Michael: Some of your more recent publications have been on…like, you have this one out this year, “Distributed adaptive search in T cells: lessons from ants.” Did the Swarmathon stuff make it into that?

Melanie: A little bit. Yeah, the idea that we've really been pursuing here is that search in theory is often different from search in practice. T cells are essentially searching for viruses, pathogens in your body. It's a pretty messy system. They're autonomous agents, and we can think of them just like ants in a colony or robots in a swarm. They're going off, they're searching, they communicate with each other in some cases. Their movement patterns are really important for how quickly did they discover things. But in all three of these cases, the ants, and the T cells, and the robots, noise and error and structural constraints really change what's the right way to search a space.

So yeah, we were actually able to start to draw some lessons. Maybe one of the best ones was early on, our first robots were called iAnts. It was an iPod on a robotic platform and they were really cute. They weren't super functional, but they were fun to work with. We wanted an analogy to ant pheromones. So everybody knows you put the food down in the picnic basket, and a trail of ants comes because they're communicating chemically, the location. We didn't have any chemical communication among our robots. We tried, we failed, to have any kind of chemical communication among our robots. So we just used waypoints. We just used abstract notions of where something was in space and the robots would communicate it. If they found something in a good place the other robots could come there.

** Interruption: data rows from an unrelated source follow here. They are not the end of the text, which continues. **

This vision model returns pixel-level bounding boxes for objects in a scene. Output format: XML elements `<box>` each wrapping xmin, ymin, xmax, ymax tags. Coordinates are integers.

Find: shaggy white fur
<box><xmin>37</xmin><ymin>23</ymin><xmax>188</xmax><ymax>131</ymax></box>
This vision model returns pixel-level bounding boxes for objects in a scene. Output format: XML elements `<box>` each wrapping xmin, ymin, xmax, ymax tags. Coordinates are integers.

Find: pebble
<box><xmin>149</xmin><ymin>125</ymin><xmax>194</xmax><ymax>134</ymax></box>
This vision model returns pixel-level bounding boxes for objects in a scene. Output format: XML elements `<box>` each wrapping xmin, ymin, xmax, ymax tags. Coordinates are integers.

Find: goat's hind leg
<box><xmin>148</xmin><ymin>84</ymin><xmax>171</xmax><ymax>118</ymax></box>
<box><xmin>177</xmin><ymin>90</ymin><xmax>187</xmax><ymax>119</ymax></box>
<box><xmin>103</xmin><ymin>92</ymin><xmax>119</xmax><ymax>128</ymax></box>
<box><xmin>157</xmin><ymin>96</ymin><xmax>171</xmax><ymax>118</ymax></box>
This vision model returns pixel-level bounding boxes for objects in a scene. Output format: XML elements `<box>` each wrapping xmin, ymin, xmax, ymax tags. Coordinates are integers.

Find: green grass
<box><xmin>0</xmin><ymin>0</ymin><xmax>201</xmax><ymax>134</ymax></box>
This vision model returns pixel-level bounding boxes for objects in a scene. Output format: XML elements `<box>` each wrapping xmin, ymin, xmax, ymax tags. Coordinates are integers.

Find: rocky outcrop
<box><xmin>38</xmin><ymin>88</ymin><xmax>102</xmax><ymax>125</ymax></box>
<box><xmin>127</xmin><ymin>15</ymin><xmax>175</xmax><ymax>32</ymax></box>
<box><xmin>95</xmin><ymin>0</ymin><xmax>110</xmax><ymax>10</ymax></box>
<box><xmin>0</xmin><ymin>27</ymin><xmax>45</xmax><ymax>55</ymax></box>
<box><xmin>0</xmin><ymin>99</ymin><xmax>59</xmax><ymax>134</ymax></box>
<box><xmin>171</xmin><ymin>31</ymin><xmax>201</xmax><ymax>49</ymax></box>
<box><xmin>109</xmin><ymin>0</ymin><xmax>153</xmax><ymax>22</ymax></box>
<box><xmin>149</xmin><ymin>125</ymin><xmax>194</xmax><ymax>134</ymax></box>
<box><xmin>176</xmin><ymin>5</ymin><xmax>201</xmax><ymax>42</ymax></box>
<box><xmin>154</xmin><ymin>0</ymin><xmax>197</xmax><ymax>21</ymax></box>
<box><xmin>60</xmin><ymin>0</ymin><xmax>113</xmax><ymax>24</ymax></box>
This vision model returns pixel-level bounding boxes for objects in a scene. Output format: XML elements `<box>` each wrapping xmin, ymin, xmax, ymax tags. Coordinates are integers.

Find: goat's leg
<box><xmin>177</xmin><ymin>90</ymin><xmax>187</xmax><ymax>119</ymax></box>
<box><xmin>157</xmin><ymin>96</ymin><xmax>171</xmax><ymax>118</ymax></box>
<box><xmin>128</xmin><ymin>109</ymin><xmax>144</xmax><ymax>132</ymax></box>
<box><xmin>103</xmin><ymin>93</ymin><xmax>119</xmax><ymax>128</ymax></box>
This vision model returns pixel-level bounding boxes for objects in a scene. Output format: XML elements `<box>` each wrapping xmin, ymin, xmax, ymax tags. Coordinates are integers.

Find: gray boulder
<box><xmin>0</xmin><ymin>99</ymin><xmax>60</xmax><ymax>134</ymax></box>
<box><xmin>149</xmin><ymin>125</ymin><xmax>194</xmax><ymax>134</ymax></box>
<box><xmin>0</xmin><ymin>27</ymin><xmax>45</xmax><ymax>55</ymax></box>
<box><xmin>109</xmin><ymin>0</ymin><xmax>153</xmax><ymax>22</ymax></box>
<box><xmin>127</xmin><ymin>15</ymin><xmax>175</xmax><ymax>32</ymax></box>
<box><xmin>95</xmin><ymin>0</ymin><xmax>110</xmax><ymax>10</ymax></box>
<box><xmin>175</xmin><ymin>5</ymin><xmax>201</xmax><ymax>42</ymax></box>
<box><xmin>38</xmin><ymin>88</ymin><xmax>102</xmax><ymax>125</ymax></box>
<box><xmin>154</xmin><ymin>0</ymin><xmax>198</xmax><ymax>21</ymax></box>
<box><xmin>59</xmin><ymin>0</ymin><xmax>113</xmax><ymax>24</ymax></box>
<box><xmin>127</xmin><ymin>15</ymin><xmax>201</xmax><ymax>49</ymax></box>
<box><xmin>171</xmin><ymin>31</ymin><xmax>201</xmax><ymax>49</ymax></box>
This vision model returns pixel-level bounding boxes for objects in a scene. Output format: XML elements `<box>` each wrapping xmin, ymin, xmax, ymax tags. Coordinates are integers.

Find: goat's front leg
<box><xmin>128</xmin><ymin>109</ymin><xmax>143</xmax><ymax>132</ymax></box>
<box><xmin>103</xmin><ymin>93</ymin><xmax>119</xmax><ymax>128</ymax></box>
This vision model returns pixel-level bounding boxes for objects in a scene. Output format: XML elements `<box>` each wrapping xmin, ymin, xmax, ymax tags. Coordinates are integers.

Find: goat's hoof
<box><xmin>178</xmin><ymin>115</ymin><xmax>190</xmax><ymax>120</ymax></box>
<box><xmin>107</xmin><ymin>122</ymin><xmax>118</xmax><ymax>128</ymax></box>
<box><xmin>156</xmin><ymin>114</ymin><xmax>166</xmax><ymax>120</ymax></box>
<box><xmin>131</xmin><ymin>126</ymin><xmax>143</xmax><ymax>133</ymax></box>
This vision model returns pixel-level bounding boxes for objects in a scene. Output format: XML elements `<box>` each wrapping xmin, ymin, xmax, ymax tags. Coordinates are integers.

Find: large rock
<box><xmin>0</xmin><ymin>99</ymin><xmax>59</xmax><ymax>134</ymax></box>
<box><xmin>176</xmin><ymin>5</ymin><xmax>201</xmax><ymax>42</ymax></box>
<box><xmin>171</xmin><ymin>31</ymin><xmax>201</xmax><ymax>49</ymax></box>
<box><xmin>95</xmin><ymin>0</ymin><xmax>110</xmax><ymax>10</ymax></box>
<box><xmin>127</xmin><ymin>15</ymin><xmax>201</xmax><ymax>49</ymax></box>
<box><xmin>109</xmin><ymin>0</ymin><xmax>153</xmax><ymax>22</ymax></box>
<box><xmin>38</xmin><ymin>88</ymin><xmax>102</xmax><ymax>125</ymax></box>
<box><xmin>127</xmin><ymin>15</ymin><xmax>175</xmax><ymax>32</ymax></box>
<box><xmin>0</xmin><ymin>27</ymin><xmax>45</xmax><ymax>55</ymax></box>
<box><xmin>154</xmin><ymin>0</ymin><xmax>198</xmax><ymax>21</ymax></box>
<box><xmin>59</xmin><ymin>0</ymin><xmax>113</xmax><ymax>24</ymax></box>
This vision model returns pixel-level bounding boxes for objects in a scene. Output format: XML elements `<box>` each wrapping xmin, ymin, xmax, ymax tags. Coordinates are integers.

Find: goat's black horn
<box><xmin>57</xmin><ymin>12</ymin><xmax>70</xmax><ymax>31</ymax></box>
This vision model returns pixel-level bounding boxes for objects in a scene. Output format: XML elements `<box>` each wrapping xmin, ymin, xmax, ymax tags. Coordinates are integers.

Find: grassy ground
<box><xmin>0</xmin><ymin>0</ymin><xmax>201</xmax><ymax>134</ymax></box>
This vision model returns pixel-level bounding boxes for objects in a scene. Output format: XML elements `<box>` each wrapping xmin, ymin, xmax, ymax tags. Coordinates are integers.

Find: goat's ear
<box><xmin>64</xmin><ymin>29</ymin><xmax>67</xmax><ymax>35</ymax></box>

It turned out this was a horrible failure. And the reason was that when you communicate an abstract location, if you're lost, then you just mislead all of the other robots, they go to the wrong spot. So it really drove home the importance of embodied communication, which both T cells and ants have, they actually lay a chemical trail. They can't lay the trail where they are not. It is, by definition in the place where they are. They might make a mistake in deciding this is a good place, but they at least are putting the signal in the right place, and anyone who's following their gradient will get to that same place. So it drove us to really look at, what are the mechanisms that are sort of robust to the error that individual cells or ants are going to make in their search process?

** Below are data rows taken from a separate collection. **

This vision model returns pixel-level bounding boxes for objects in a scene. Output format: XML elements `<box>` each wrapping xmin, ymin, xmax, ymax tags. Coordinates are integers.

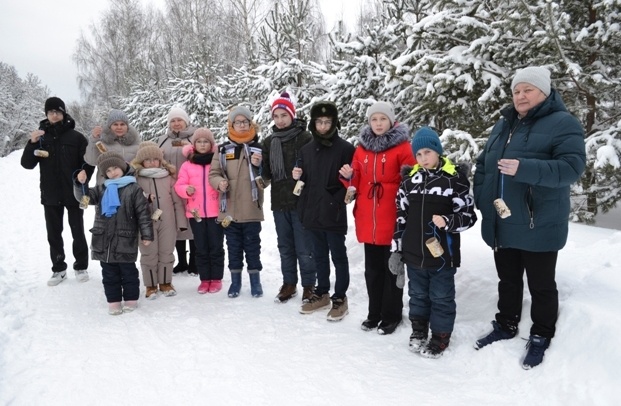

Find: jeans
<box><xmin>43</xmin><ymin>205</ymin><xmax>88</xmax><ymax>272</ymax></box>
<box><xmin>364</xmin><ymin>244</ymin><xmax>403</xmax><ymax>322</ymax></box>
<box><xmin>223</xmin><ymin>221</ymin><xmax>263</xmax><ymax>271</ymax></box>
<box><xmin>273</xmin><ymin>210</ymin><xmax>316</xmax><ymax>286</ymax></box>
<box><xmin>407</xmin><ymin>265</ymin><xmax>457</xmax><ymax>333</ymax></box>
<box><xmin>309</xmin><ymin>230</ymin><xmax>349</xmax><ymax>299</ymax></box>
<box><xmin>100</xmin><ymin>261</ymin><xmax>140</xmax><ymax>303</ymax></box>
<box><xmin>494</xmin><ymin>248</ymin><xmax>558</xmax><ymax>338</ymax></box>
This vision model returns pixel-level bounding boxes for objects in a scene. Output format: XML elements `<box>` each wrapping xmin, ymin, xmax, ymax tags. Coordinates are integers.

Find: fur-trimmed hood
<box><xmin>358</xmin><ymin>123</ymin><xmax>410</xmax><ymax>152</ymax></box>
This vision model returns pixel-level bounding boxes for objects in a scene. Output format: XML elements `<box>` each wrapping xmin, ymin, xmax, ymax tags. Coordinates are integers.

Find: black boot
<box><xmin>188</xmin><ymin>240</ymin><xmax>198</xmax><ymax>276</ymax></box>
<box><xmin>173</xmin><ymin>240</ymin><xmax>188</xmax><ymax>273</ymax></box>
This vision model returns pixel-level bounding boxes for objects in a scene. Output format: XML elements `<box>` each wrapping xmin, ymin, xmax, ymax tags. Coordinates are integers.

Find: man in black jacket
<box><xmin>21</xmin><ymin>97</ymin><xmax>95</xmax><ymax>286</ymax></box>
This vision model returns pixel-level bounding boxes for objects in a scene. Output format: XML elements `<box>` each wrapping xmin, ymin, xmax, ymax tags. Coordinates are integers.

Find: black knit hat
<box><xmin>45</xmin><ymin>97</ymin><xmax>67</xmax><ymax>115</ymax></box>
<box><xmin>311</xmin><ymin>101</ymin><xmax>341</xmax><ymax>130</ymax></box>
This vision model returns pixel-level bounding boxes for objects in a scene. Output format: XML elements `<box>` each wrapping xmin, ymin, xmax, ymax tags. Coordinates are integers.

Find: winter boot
<box><xmin>522</xmin><ymin>335</ymin><xmax>550</xmax><ymax>369</ymax></box>
<box><xmin>474</xmin><ymin>320</ymin><xmax>517</xmax><ymax>350</ymax></box>
<box><xmin>173</xmin><ymin>240</ymin><xmax>188</xmax><ymax>274</ymax></box>
<box><xmin>420</xmin><ymin>331</ymin><xmax>451</xmax><ymax>358</ymax></box>
<box><xmin>229</xmin><ymin>269</ymin><xmax>241</xmax><ymax>297</ymax></box>
<box><xmin>248</xmin><ymin>269</ymin><xmax>263</xmax><ymax>297</ymax></box>
<box><xmin>410</xmin><ymin>319</ymin><xmax>429</xmax><ymax>352</ymax></box>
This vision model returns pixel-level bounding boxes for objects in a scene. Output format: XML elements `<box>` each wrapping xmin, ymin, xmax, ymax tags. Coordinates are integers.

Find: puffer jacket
<box><xmin>74</xmin><ymin>170</ymin><xmax>154</xmax><ymax>263</ymax></box>
<box><xmin>261</xmin><ymin>119</ymin><xmax>312</xmax><ymax>211</ymax></box>
<box><xmin>393</xmin><ymin>157</ymin><xmax>477</xmax><ymax>270</ymax></box>
<box><xmin>209</xmin><ymin>137</ymin><xmax>265</xmax><ymax>223</ymax></box>
<box><xmin>342</xmin><ymin>124</ymin><xmax>416</xmax><ymax>245</ymax></box>
<box><xmin>84</xmin><ymin>126</ymin><xmax>140</xmax><ymax>185</ymax></box>
<box><xmin>175</xmin><ymin>151</ymin><xmax>220</xmax><ymax>218</ymax></box>
<box><xmin>474</xmin><ymin>89</ymin><xmax>586</xmax><ymax>252</ymax></box>
<box><xmin>21</xmin><ymin>114</ymin><xmax>95</xmax><ymax>207</ymax></box>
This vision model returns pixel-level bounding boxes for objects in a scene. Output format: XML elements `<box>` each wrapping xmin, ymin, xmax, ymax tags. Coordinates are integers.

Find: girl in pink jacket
<box><xmin>175</xmin><ymin>128</ymin><xmax>224</xmax><ymax>294</ymax></box>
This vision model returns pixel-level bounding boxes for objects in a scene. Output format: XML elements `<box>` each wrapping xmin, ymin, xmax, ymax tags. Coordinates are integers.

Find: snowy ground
<box><xmin>0</xmin><ymin>151</ymin><xmax>621</xmax><ymax>406</ymax></box>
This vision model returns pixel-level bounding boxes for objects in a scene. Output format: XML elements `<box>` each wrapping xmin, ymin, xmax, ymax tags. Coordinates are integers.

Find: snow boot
<box><xmin>229</xmin><ymin>269</ymin><xmax>241</xmax><ymax>297</ymax></box>
<box><xmin>248</xmin><ymin>269</ymin><xmax>263</xmax><ymax>297</ymax></box>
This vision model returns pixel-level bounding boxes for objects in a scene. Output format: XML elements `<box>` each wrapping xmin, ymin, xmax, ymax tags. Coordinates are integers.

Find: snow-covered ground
<box><xmin>0</xmin><ymin>151</ymin><xmax>621</xmax><ymax>406</ymax></box>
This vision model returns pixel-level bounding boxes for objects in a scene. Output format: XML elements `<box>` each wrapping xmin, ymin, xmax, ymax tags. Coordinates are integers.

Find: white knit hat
<box><xmin>166</xmin><ymin>107</ymin><xmax>190</xmax><ymax>126</ymax></box>
<box><xmin>511</xmin><ymin>66</ymin><xmax>551</xmax><ymax>97</ymax></box>
<box><xmin>367</xmin><ymin>102</ymin><xmax>395</xmax><ymax>127</ymax></box>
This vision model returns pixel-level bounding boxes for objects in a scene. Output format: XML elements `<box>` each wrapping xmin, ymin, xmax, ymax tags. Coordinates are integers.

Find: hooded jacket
<box><xmin>21</xmin><ymin>114</ymin><xmax>95</xmax><ymax>207</ymax></box>
<box><xmin>474</xmin><ymin>89</ymin><xmax>586</xmax><ymax>252</ymax></box>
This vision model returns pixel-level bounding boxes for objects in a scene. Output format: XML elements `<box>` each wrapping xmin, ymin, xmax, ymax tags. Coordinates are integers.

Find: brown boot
<box><xmin>144</xmin><ymin>286</ymin><xmax>157</xmax><ymax>300</ymax></box>
<box><xmin>160</xmin><ymin>283</ymin><xmax>177</xmax><ymax>296</ymax></box>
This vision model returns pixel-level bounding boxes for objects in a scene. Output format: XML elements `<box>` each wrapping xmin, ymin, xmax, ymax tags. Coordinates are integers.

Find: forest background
<box><xmin>0</xmin><ymin>0</ymin><xmax>621</xmax><ymax>223</ymax></box>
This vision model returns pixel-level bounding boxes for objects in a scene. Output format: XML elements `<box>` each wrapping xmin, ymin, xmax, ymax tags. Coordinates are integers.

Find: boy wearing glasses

Michael: I guess my last question for you would be, how has this research into search changed the way that you search? [Laughs.] How has it changed the way that you handle whether you design for error robustness in your own life?

Melanie: So, I’ll turn the question around. I study search processes because I'm very, very bad at finding things. I can't ever find my keys. I can't find the piece of paper where I wrote down the important thing. Yeah, finding things is not a skill I have. So I was hoping to design systems that could do that for me. Yeah, the main thing is I'll do a little advertisement for Tile, the little tiles that you can attach to your keys, because now I have a sound, it's almost like a pheromone that tells me where my important things are. And I'm now completely reliant on that. And I've given up on sort of the usual random search process that I would use to find my keys.

Michael: So you're becoming more of a liquid brain?

Melanie: Yeah. [Laughs.] Maybe in many bad ways I'm becoming more of a liquid brain. I've also outsourced a lot of my brain to various computer systems. Yeah, that's just one example.

Michael: Or the elephant with a huge backpack, and you're vastly less productive now?

Melanie: Absolutely, yeah. I don't have to carry it around with me. It's out in the cloud. So that's a help.

Michael: Awesome, Melanie, it's been a pleasure talking with you.

Melanie: Thank you so much! I really enjoyed it.